Underground rapid transit station in Germany

Garstedt is an underground station on the Hamburg U-Bahn line U 1. It was opened in June 1969 and is located in Norderstedt, Germany, in the borough of Garstedt, which was an independent municipality to the end of 1969.

==History==
Construction works for the station began in 1967, and it was opened in June 1969, after U-Bahn tracks of the Langenhorn railway had been extended to Garstedt. This was done in accordance with an agreement between the city of Hamburg and the former Garstedt municipality. Hamburg consented to expand the underground line to Garstedt, after it was allowed to expand the northern runway of Hamburg Airport onto Garstedt territory. The Alster Northern Railway (Alsternordbahn, ANB), which serviced the line to its southern terminus Ochsenzoll before, was shortened, first to former halt of Birkenweg, later to a newly constructed at-grade station at Garstedt. The train service at Garstedt U-Bahn station started on one track, the second was completed on 14 December 1969.

The station was originally planned in a terrain cutting, but the city decided to build the shopping centre "Herold Center" just east of the station, which was completed in 1970. In the 2000s the station entrance was re-built, the station square was partly roofed with a glass construction including new shopping arcades.

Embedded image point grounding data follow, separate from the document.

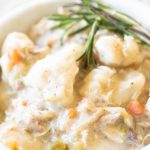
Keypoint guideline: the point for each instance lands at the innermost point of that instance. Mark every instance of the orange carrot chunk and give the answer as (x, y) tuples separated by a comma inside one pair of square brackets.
[(72, 113), (136, 108), (14, 58)]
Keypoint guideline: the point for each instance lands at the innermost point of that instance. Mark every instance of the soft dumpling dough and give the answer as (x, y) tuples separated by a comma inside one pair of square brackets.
[(113, 51), (55, 75), (108, 86), (96, 83)]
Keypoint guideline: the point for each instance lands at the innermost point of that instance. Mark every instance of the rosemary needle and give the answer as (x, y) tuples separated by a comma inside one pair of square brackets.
[(98, 16)]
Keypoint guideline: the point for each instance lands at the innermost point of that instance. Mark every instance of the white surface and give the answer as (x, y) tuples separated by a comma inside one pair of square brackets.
[(10, 5)]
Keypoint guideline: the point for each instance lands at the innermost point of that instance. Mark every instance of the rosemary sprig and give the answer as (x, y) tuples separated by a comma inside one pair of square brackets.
[(98, 16)]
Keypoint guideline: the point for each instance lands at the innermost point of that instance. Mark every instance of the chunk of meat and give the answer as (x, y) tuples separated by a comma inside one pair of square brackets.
[(13, 57), (115, 52), (116, 123), (15, 139), (128, 88)]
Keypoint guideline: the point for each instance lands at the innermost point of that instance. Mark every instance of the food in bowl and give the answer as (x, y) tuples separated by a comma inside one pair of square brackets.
[(78, 81)]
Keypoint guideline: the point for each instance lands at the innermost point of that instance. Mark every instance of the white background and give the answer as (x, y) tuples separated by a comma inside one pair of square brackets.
[(9, 5)]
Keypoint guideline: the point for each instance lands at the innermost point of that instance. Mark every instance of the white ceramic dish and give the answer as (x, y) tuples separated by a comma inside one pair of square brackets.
[(22, 18)]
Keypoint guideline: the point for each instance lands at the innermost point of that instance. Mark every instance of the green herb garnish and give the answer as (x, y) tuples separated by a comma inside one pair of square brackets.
[(98, 16)]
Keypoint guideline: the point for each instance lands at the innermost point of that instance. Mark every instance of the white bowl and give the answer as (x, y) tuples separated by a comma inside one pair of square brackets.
[(22, 18)]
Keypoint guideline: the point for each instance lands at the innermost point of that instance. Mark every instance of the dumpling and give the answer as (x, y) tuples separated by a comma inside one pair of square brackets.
[(55, 75), (96, 83), (116, 52)]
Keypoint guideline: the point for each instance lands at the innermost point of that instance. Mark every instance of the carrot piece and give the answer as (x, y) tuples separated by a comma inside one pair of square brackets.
[(72, 113), (15, 58), (14, 146), (136, 108)]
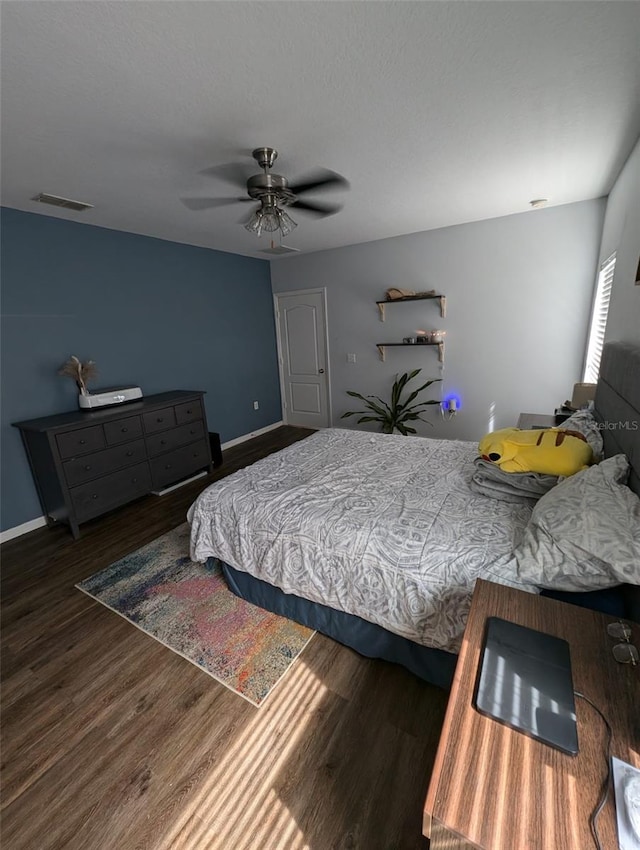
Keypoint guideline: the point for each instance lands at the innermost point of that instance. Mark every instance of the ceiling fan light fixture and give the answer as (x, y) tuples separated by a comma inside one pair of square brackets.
[(270, 218)]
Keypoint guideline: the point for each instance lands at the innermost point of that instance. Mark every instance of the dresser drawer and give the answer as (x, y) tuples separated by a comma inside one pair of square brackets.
[(188, 412), (86, 468), (169, 440), (178, 464), (159, 420), (108, 492), (80, 441), (123, 430)]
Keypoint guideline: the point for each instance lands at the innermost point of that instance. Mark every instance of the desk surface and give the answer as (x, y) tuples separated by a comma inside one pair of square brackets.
[(498, 789)]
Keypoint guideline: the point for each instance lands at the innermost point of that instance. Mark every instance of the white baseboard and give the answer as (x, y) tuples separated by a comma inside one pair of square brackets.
[(179, 484), (25, 528), (246, 437)]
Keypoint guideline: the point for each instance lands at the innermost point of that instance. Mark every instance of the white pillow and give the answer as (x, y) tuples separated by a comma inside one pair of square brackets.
[(584, 422), (584, 534)]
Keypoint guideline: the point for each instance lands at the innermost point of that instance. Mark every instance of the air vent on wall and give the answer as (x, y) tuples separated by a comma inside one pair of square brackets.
[(67, 203)]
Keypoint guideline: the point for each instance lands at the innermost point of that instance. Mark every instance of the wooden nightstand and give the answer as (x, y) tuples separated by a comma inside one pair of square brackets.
[(496, 789), (527, 421)]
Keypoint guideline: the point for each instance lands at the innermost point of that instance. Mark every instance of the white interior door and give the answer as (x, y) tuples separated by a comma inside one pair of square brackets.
[(302, 339)]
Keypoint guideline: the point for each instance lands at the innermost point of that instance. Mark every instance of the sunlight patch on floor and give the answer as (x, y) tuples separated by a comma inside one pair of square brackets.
[(248, 814)]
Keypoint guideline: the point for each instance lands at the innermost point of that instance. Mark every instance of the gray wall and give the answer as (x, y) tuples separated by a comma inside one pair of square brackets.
[(621, 233), (149, 312), (518, 293)]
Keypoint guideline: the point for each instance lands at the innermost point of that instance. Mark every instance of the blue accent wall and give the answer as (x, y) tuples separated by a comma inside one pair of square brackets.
[(156, 314)]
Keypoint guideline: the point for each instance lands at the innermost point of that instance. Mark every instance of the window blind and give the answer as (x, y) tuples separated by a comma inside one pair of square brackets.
[(599, 320)]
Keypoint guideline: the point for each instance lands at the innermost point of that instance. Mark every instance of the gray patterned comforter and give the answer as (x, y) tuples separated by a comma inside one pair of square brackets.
[(382, 526)]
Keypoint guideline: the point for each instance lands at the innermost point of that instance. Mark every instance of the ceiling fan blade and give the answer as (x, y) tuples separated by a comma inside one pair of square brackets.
[(317, 209), (235, 173), (320, 179), (198, 204)]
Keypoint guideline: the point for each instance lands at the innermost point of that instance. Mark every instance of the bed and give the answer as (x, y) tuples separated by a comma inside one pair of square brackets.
[(377, 540)]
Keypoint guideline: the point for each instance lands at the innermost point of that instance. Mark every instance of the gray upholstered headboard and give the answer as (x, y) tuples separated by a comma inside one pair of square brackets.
[(617, 404)]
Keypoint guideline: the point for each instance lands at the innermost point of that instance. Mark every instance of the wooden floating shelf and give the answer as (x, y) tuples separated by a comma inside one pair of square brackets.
[(382, 345), (441, 298)]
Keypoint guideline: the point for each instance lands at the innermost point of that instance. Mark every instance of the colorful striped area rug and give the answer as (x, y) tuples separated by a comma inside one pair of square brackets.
[(188, 607)]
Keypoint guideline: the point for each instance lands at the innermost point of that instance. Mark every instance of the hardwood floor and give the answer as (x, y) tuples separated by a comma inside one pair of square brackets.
[(113, 742)]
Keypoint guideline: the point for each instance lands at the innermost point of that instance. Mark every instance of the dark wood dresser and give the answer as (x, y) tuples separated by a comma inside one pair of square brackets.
[(88, 462)]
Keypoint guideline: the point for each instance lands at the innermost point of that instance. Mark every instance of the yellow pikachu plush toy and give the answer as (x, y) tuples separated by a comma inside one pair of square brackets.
[(551, 451)]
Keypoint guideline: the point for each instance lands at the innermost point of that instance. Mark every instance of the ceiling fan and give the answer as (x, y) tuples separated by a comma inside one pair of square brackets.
[(273, 191)]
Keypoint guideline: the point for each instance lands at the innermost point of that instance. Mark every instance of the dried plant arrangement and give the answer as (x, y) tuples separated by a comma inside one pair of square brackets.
[(81, 373)]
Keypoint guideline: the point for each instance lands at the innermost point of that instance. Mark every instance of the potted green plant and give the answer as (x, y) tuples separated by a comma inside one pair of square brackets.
[(397, 413)]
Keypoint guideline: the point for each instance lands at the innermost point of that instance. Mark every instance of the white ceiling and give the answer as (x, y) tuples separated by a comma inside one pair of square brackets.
[(438, 113)]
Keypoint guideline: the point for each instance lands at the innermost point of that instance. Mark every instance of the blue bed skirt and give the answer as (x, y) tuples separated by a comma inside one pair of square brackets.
[(432, 665)]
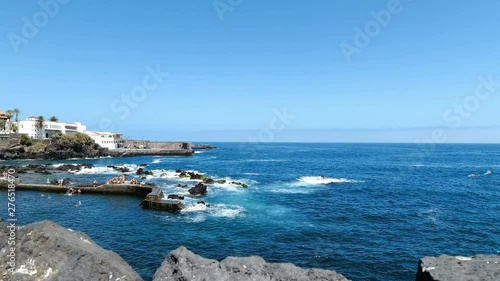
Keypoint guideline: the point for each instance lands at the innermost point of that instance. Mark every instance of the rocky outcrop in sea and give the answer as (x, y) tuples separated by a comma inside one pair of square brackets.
[(183, 264), (451, 268)]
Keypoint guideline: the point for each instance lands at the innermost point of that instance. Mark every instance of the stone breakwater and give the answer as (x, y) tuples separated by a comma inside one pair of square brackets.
[(47, 251), (53, 151)]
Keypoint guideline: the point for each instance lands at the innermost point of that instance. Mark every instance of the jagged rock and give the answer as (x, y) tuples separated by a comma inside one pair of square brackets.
[(239, 183), (198, 190), (203, 203), (119, 169), (208, 181), (47, 251), (182, 264), (175, 196), (444, 268)]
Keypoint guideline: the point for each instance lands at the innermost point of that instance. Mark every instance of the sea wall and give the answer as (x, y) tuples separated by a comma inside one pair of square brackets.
[(145, 144), (123, 189), (144, 147)]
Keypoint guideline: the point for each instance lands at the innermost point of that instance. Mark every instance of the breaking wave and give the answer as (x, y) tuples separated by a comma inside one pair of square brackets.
[(323, 180)]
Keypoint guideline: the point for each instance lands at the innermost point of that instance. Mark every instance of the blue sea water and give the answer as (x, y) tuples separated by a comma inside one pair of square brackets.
[(367, 211)]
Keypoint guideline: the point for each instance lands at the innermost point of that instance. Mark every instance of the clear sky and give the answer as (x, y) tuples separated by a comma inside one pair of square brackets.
[(341, 70)]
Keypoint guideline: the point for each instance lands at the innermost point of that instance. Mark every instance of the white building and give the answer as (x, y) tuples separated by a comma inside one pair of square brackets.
[(29, 127), (107, 139)]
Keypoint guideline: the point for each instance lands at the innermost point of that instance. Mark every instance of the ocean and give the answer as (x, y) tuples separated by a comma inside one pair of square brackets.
[(367, 211)]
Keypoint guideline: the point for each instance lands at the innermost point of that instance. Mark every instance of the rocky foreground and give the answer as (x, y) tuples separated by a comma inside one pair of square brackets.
[(47, 251), (449, 268)]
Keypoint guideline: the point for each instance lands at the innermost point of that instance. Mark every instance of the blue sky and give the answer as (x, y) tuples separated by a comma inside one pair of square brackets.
[(230, 72)]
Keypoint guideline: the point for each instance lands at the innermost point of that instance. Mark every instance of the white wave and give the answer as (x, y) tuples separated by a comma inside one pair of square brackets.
[(194, 208), (95, 170), (216, 210), (266, 160), (291, 190), (323, 180), (227, 211)]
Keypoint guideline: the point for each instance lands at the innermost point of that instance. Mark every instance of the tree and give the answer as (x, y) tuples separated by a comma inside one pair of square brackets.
[(9, 113), (17, 111), (25, 140), (40, 123), (13, 127)]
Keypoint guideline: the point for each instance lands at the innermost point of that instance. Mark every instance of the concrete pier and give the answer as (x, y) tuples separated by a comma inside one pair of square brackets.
[(124, 189)]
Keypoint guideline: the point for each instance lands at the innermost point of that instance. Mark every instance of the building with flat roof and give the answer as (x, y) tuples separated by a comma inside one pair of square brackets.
[(29, 127), (107, 139)]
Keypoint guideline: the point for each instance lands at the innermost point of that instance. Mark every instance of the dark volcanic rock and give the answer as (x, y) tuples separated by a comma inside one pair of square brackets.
[(182, 264), (239, 183), (195, 176), (119, 169), (209, 181), (47, 251), (175, 196), (444, 268), (198, 190)]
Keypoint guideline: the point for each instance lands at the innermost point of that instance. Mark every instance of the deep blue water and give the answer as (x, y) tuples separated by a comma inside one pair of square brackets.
[(387, 206)]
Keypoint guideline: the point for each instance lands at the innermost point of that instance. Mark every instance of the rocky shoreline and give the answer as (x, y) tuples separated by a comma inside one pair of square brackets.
[(47, 251), (54, 151)]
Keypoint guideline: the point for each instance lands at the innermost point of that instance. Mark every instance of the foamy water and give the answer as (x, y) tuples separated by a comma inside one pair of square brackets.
[(323, 180)]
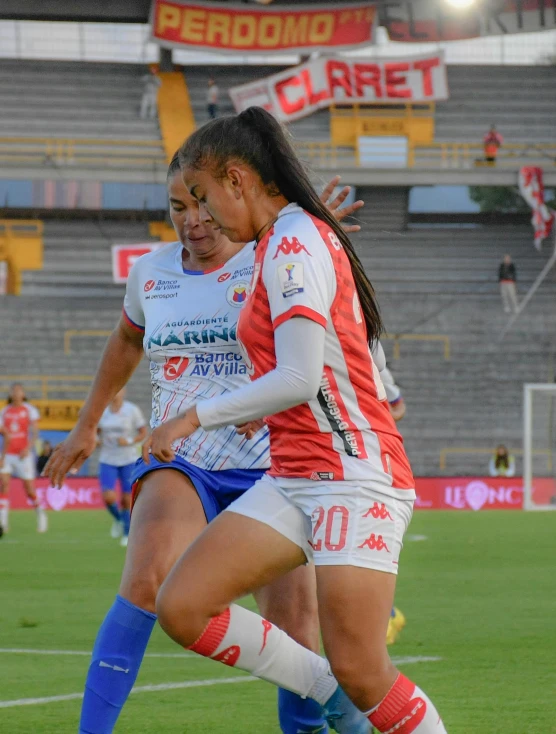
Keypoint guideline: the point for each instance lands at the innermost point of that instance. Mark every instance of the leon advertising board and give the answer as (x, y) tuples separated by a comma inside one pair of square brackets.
[(433, 493)]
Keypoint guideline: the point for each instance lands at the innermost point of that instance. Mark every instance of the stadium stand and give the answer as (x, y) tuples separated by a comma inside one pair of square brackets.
[(77, 260), (64, 112), (431, 281)]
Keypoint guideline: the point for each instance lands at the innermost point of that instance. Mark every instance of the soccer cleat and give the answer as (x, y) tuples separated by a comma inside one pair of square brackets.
[(116, 530), (42, 520), (343, 716), (396, 623)]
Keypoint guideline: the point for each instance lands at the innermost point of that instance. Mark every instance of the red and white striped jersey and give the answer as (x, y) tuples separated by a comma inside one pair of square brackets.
[(17, 421), (346, 432)]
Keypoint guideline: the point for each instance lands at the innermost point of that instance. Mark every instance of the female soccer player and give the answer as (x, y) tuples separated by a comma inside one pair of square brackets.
[(121, 427), (340, 488), (18, 423), (181, 306)]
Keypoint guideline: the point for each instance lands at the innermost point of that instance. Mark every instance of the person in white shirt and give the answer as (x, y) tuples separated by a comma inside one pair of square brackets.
[(150, 96), (121, 427), (212, 99)]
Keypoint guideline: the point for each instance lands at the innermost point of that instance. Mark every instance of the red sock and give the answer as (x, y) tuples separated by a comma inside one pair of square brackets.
[(406, 710)]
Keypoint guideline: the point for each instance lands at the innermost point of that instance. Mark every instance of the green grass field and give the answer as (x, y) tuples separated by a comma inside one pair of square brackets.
[(479, 593)]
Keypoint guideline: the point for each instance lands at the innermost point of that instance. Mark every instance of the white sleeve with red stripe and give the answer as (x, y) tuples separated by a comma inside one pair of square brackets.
[(300, 284), (34, 414), (133, 307)]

1969–1996 there was only a crossover for the trains south of the station. A storage siding in the north was added, as the line was extended to Norderstedt Mitte station in the mid-1990s. This completed in 1996, the ANB terminus in Garstedt was closed and dismantled.

==Station layout==
Garstedt is an underground station with an island platform and two tracks. First the station had two staircases, each with an escalator. The southern escalator was later replaced with an ((inclined elevator)). The station is so fully accessible for handicapped persons. There are several indoor parking facilities (Park and ride) and some bicycle facilities.

A train reversing facility is located north of the station.

==Service==
Garstedt is served by Hamburg U-Bahn line U 1; departures are every 5 minutes, every 10 minutes in non-busy periods. The bus station just west of the underground station is served by HVV bus lines 178, 278, 191, 193, 494, and 295.